Architecture as a Tool to Improve Lives: Development of a Day Care Centre for Rohingya Children

For decades, construction in the context of international aid has predominantly followed a specific pattern: foreign organizations erect their structures, made of industrialized and imported materials, in the midst of vernacular buildings. Development projects do not typically incorporate endogenous potentials or valuable local building traditions. Yet since these initiatives originate from wealthy and powerful parts of the world, the imported materials become status symbols: strength and stability, power, education, prosperity.

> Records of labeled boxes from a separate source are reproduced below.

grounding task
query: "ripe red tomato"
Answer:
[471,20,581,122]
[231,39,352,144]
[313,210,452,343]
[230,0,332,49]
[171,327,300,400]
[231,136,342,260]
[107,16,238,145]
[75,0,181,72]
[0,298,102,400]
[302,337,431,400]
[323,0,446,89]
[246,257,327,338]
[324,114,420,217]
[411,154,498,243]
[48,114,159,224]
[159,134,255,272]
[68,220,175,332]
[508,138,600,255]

This studio aims to develop an alternative. Building with natural materials maximizes the potentials of freely available resources and creates employment opportunities. As a result, investments in the built environment generate returns in both environmental and social capital.

This is what we call architecture for development.

Acting as a new paradigm for community-oriented development, this studio aims to construct a Day Care Center that also serves as a cyclone shelter.

Our site is in one of the most vulnerable settlements: a Rohingya camp in Bangladesh. This cyclone and flood-prone area currently houses almost 1 million refugees. Our clients are children, who have been exposed to a multitude of traumatic experiences. When design is so often perceived as an edification of everyday life, what does this mean in that context?

Our challenge is to evoke the archaic experience of human building and to capture a phenomenological diversity from the few resources available: mud, bamboo and craftsmen from the camp. The aim is to design a functional, beautiful building and also to design the process of construction. With a sensitive choice of materials, technical details, and participatory processes, the building should foster local economy, create know-how to improve living conditions in the camp and support a bottom-up form of capacity development for and with communities.

We will develop the final program together, based on in-depth engagement with the Rohingya. We anticipate a structure with close connection between the indoors and outdoors, focused around spaces for playing and learning, a kitchen, systems for water and sanitation, and emergency spaces for cyclone conditions.

A field trip to a Rohingya camp in Bangladesh will include a hand-on workshop on building with local materials. Martin Rauch, renowned earth building expert, will co-teach this workshop.

This course has an irregular meeting schedule.

Anna Heringer will be in residence August 30 and 31, September 5 and 6, October 10, 11, 24, and 25, November 7, 8, 14, 15, 28, and 29, and December 10, 11, or 12 for Final Reviews.

The instructor will also be available via Skype to account for “off-week” missed time.